Además, al drama de las condiciones de trabajo se sumó el de la separación de las familias, ya que Suiza concebía esta emigración como temporal y no permitía la reagrupación familiar.
«No es que la tuvieran tomada con los españoles», considera Francisco Ruíz Vázquez, presidente del Consejo de Residentes españoles en Ginebra y residente en Suiza desde hace cincuenta años. «Antes que nosotros fueron los italianos, después los portugueses. Lo que ocurría es que el inmigrante siempre era el último», recuerda.
Cuatro décadas después algunos italianos, hoy perfectamente integrados, todavía recuerdan la hostilidad. Oscar Tosato, italiano hoy miembro del Ejecutivo municipal de Lausana, recuerda el día en que vio colgado un cartel en la puerta de un local de Biel que decía: «Prohibido el acceso a perros e italianos».
Las segundas generaciones
Los antropólogos que estudian las migraciones coinciden en el hecho de que los problemas de integración social suelen desaparecer o diluirse en las segundas y terceras generaciones.
Pero según Marianne Helfer, «Suiza todavía tiene sus reservas en cuanto a la segunda generación de inmigrantes». Prueba de ello es que el pueblo suizo votó repetidamente en contra de facilitar la nacionalización de las segundas y terceras generaciones de hijos de inmigrantes españoles. «Los suizos no están dispuestos a proporcionar el acceso a la ciudadanía, generalmente considerada como el último paso para la integración», concluye Helfer.
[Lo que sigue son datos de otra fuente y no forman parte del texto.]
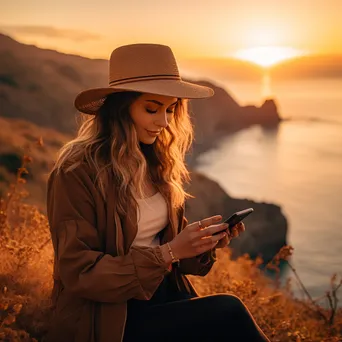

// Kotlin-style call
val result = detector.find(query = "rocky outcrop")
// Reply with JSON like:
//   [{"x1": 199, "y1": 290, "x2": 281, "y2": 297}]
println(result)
[
  {"x1": 185, "y1": 172, "x2": 287, "y2": 262},
  {"x1": 187, "y1": 81, "x2": 282, "y2": 166},
  {"x1": 0, "y1": 34, "x2": 279, "y2": 138}
]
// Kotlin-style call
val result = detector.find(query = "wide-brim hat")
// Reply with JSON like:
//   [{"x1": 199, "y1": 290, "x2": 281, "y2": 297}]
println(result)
[{"x1": 75, "y1": 44, "x2": 214, "y2": 114}]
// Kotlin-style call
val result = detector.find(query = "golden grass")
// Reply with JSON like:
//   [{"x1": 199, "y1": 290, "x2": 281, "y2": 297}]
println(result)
[{"x1": 0, "y1": 157, "x2": 342, "y2": 342}]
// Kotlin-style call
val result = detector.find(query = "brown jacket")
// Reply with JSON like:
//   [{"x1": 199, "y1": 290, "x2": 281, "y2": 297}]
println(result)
[{"x1": 45, "y1": 164, "x2": 216, "y2": 342}]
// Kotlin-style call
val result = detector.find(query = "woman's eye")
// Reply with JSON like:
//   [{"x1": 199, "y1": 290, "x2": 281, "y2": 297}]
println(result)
[{"x1": 146, "y1": 108, "x2": 174, "y2": 114}]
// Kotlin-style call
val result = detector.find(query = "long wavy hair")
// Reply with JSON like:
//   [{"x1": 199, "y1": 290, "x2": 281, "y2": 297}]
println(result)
[{"x1": 51, "y1": 92, "x2": 193, "y2": 223}]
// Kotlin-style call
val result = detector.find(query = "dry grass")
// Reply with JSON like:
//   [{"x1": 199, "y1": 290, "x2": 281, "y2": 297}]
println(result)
[{"x1": 0, "y1": 157, "x2": 342, "y2": 342}]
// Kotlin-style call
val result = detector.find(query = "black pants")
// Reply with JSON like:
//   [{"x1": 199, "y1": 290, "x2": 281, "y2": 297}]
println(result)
[{"x1": 124, "y1": 281, "x2": 269, "y2": 342}]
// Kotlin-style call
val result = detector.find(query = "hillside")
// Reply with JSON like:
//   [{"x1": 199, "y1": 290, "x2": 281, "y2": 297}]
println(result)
[{"x1": 0, "y1": 35, "x2": 280, "y2": 140}]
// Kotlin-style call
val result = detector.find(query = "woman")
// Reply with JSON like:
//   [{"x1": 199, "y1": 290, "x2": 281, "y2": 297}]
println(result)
[{"x1": 46, "y1": 44, "x2": 267, "y2": 342}]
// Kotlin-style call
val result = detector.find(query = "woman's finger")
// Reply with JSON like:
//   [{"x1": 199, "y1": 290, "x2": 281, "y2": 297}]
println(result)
[{"x1": 192, "y1": 233, "x2": 225, "y2": 247}]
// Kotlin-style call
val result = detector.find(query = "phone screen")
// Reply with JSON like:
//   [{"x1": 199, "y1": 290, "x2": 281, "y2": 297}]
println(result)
[{"x1": 213, "y1": 208, "x2": 254, "y2": 235}]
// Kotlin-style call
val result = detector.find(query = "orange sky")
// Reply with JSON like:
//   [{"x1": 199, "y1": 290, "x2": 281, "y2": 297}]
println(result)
[{"x1": 0, "y1": 0, "x2": 342, "y2": 62}]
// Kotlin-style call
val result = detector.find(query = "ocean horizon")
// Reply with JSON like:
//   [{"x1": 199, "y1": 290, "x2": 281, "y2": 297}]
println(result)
[{"x1": 196, "y1": 79, "x2": 342, "y2": 306}]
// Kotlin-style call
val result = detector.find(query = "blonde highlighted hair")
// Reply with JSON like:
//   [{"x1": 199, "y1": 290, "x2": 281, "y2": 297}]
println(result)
[{"x1": 51, "y1": 92, "x2": 193, "y2": 222}]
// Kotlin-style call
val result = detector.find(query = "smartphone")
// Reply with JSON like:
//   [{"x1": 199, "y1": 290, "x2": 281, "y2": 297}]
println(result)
[{"x1": 213, "y1": 208, "x2": 254, "y2": 235}]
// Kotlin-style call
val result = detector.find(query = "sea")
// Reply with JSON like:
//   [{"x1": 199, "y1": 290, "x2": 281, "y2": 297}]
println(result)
[{"x1": 192, "y1": 76, "x2": 342, "y2": 306}]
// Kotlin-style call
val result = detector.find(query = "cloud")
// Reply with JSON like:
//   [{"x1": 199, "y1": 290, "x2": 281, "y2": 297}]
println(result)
[{"x1": 0, "y1": 25, "x2": 103, "y2": 42}]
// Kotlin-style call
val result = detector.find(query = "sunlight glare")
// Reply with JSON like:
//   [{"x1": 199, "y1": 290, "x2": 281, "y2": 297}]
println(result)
[{"x1": 233, "y1": 46, "x2": 303, "y2": 67}]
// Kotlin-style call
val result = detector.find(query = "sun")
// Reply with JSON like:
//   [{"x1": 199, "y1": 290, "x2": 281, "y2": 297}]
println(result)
[{"x1": 233, "y1": 46, "x2": 304, "y2": 68}]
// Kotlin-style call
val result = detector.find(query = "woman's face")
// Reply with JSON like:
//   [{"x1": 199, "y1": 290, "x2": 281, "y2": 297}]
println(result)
[{"x1": 129, "y1": 94, "x2": 177, "y2": 144}]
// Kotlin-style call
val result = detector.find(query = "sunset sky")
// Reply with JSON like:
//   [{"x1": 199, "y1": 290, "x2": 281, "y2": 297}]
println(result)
[{"x1": 0, "y1": 0, "x2": 342, "y2": 65}]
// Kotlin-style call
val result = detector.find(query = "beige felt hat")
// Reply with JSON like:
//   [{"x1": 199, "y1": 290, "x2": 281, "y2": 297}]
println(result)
[{"x1": 75, "y1": 44, "x2": 214, "y2": 114}]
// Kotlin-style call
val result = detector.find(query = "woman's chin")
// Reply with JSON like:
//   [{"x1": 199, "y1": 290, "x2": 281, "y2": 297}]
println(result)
[{"x1": 139, "y1": 137, "x2": 156, "y2": 145}]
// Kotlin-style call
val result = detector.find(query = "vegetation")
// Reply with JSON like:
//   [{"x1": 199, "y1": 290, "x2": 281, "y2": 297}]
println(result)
[{"x1": 0, "y1": 151, "x2": 342, "y2": 342}]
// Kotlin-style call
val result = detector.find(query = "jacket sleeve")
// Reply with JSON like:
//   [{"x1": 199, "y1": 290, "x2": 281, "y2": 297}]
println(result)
[
  {"x1": 179, "y1": 215, "x2": 216, "y2": 276},
  {"x1": 47, "y1": 167, "x2": 170, "y2": 303}
]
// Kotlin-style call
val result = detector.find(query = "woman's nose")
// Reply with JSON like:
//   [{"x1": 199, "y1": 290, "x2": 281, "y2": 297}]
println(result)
[{"x1": 156, "y1": 114, "x2": 169, "y2": 128}]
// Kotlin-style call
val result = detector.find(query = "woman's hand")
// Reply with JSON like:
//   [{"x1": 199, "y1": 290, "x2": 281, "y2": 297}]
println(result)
[
  {"x1": 215, "y1": 222, "x2": 245, "y2": 248},
  {"x1": 169, "y1": 215, "x2": 228, "y2": 259}
]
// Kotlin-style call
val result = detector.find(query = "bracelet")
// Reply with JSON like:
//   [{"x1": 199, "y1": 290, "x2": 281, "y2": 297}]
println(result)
[{"x1": 166, "y1": 242, "x2": 180, "y2": 267}]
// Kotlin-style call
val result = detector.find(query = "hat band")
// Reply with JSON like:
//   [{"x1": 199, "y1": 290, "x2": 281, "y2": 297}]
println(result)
[{"x1": 109, "y1": 75, "x2": 181, "y2": 86}]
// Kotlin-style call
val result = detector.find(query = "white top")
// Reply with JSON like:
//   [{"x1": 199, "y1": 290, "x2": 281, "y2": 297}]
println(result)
[{"x1": 132, "y1": 192, "x2": 168, "y2": 247}]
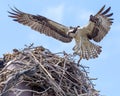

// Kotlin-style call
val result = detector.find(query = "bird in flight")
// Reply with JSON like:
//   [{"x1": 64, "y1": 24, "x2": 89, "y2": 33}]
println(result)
[{"x1": 8, "y1": 5, "x2": 113, "y2": 60}]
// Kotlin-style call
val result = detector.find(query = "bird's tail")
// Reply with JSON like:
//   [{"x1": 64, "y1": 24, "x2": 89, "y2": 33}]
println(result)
[{"x1": 73, "y1": 40, "x2": 102, "y2": 60}]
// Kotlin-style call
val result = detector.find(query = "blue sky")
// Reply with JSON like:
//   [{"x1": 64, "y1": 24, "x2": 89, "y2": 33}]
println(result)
[{"x1": 0, "y1": 0, "x2": 120, "y2": 96}]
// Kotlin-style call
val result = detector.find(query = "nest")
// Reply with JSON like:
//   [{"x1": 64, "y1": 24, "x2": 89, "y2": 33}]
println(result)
[{"x1": 0, "y1": 46, "x2": 99, "y2": 96}]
Los hijos y nietos de los inmigrantes todavía tienen serios problemas para integrarse a pesar de que nacieron aquí, se escolarizaron aquí y en algunos casos incluso se casaron con suizos. No entienden por qué tienen que pagar por tener la nacionalidad.
«En algunos cantones de Suiza es obligatorio que cuando alguien quiere pedir la nacionalidad se cuelgue en el Ayuntamiento la propuesta durante unos días y se pregunte si algún vecino tiene algo en contra», explica a modo de ejemplo Xurxo Martiz.
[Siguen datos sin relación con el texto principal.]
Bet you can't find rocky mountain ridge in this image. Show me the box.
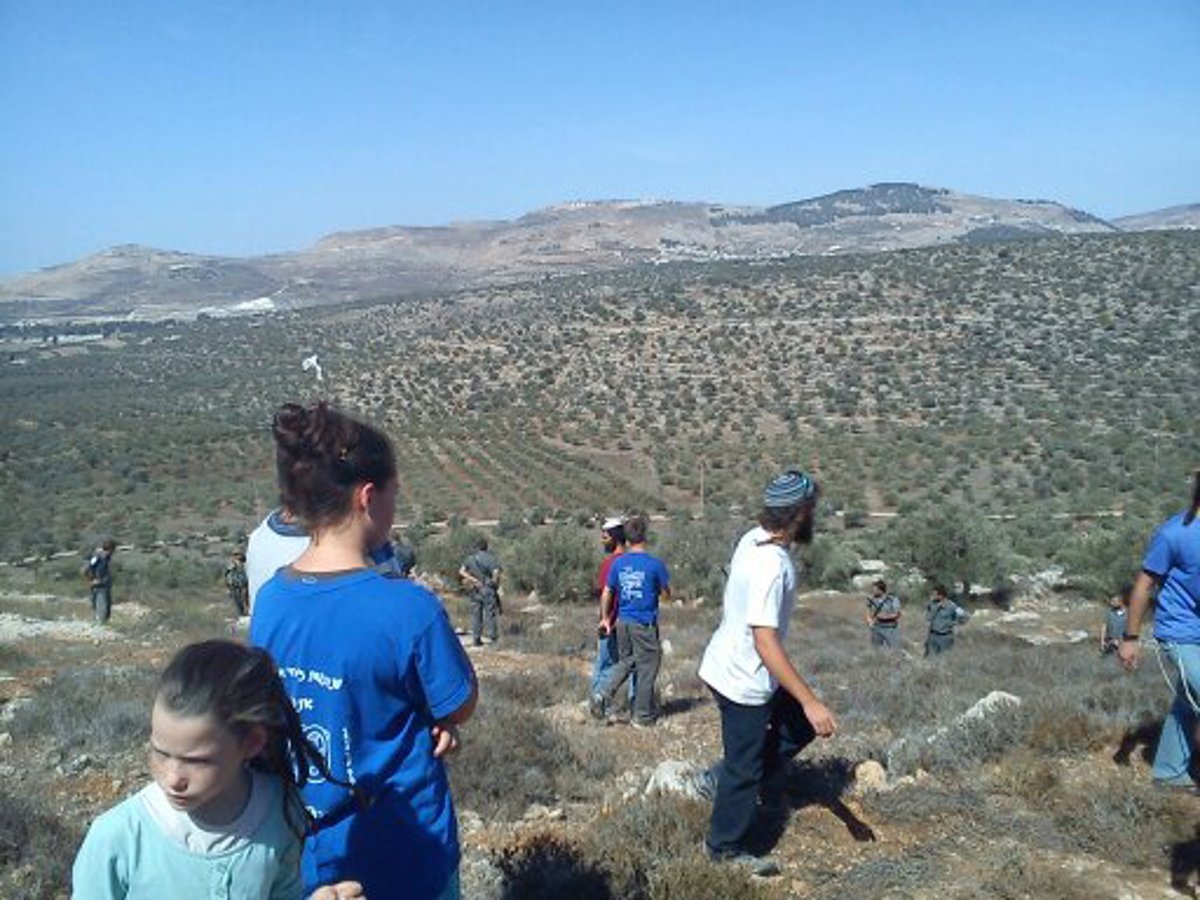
[0,182,1178,324]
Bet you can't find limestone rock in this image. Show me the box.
[643,760,703,800]
[851,760,890,797]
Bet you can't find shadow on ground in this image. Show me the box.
[746,758,877,853]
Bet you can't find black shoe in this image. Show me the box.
[704,841,784,878]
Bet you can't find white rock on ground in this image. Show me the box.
[643,760,702,800]
[0,612,121,643]
[851,760,890,797]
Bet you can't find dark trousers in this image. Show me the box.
[925,631,954,656]
[706,689,817,856]
[600,619,662,722]
[91,584,113,625]
[470,589,499,643]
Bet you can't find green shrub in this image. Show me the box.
[505,526,600,602]
[419,524,484,583]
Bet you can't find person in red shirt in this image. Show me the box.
[588,516,632,696]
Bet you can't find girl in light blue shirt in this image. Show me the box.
[72,641,362,900]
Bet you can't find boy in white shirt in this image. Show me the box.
[700,469,838,875]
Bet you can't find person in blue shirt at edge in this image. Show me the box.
[1117,469,1200,790]
[589,516,637,707]
[588,514,671,728]
[250,402,479,900]
[71,641,362,900]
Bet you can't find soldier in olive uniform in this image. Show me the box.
[1100,584,1133,655]
[925,584,971,656]
[866,580,900,647]
[458,538,500,647]
[224,551,250,618]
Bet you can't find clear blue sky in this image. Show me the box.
[0,0,1200,275]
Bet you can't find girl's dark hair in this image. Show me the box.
[156,641,341,836]
[271,401,396,530]
[1183,469,1200,524]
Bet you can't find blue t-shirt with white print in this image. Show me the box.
[250,566,473,896]
[607,551,671,625]
[1141,512,1200,643]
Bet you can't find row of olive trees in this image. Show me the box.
[409,504,1150,602]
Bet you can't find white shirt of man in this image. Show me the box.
[700,527,796,706]
[246,510,308,608]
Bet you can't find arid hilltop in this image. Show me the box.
[7,184,1177,324]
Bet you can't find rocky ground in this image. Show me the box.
[0,580,1200,900]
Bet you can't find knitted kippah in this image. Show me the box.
[762,469,817,509]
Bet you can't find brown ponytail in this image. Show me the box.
[271,401,396,530]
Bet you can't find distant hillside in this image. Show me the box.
[0,184,1117,323]
[1112,203,1200,232]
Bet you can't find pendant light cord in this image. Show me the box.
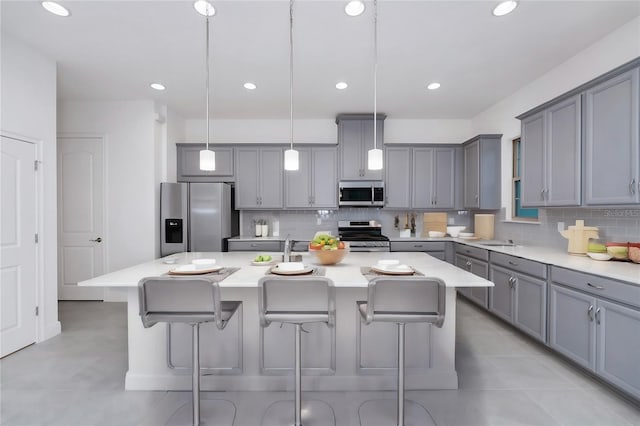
[289,0,293,149]
[205,16,209,151]
[373,0,378,149]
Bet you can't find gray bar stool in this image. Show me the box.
[358,277,446,426]
[258,277,336,426]
[138,277,240,426]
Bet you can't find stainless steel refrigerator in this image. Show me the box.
[160,182,239,256]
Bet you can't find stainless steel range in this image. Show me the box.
[338,220,389,251]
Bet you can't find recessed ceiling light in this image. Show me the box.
[41,1,70,16]
[193,0,216,16]
[344,0,364,16]
[493,0,518,16]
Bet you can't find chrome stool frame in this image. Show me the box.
[258,277,336,426]
[358,277,446,426]
[138,277,241,426]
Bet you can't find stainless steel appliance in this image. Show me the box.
[338,220,390,251]
[338,180,384,207]
[160,182,239,256]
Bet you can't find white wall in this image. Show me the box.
[472,18,640,218]
[58,101,162,300]
[0,33,60,341]
[184,118,472,144]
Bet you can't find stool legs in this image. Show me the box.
[294,324,302,426]
[397,323,404,426]
[191,323,200,426]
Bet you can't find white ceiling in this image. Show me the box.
[0,0,640,118]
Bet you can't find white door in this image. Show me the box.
[0,136,36,357]
[58,137,105,300]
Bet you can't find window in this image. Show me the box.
[512,138,538,220]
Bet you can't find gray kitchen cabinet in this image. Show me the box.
[336,114,386,180]
[455,244,489,309]
[385,147,413,209]
[235,147,284,209]
[284,147,338,209]
[549,284,596,370]
[385,147,459,210]
[584,68,640,205]
[520,95,582,207]
[489,252,547,342]
[176,143,235,182]
[389,240,447,260]
[549,266,640,398]
[228,237,282,252]
[463,135,502,210]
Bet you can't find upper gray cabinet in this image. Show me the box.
[284,147,338,209]
[176,143,235,182]
[235,147,284,209]
[463,135,502,210]
[336,114,386,180]
[385,146,460,210]
[585,68,640,205]
[520,95,582,207]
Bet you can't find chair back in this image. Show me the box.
[258,276,336,326]
[138,277,224,329]
[365,277,446,327]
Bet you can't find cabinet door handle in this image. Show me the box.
[587,282,604,290]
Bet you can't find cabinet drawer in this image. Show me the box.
[491,252,547,279]
[456,244,489,261]
[229,240,282,251]
[551,266,640,307]
[389,241,446,252]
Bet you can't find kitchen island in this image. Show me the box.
[79,252,493,391]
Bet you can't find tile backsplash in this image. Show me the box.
[240,208,470,240]
[495,208,640,249]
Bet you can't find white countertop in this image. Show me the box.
[78,252,493,287]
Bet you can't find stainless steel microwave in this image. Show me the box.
[338,180,384,207]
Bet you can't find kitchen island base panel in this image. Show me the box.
[125,287,458,391]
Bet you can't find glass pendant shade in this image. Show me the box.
[367,149,382,170]
[200,149,216,172]
[284,149,300,170]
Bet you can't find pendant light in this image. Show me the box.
[367,0,382,170]
[200,7,216,171]
[284,0,300,170]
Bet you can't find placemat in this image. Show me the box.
[164,267,240,282]
[265,266,327,278]
[360,266,424,281]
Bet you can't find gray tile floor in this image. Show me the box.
[0,300,640,426]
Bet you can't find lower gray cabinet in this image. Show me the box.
[489,255,547,342]
[549,266,640,398]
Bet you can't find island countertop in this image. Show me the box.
[78,252,493,287]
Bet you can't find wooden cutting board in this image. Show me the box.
[422,213,447,237]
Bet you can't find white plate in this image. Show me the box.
[270,265,315,275]
[169,264,222,275]
[371,265,416,275]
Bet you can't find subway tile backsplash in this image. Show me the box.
[495,208,640,249]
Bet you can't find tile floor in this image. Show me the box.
[0,300,640,426]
Suiza ha sido ejemplar para la Europa del siglo XX en cuanto a su modelo de inmigración, pero hasta hoy ha sido capaz de completar la integración.
La UE usa las armas a su alcance para evitar que Suiza se vaya por su lado. De momento ha suspendido negociaciones en el acuerdo eléctrico, o el de I+D y amenaza con finiquitar el Erasmus para los jóvenes suizos. La familia de los Ruíz Vázquez cree que no hay mucho que hacer: «Cada vez que Suiza ha hecho lo que le ha dado la gana, Europa ha transigido». Para bien y para mal, Suiza va por libre.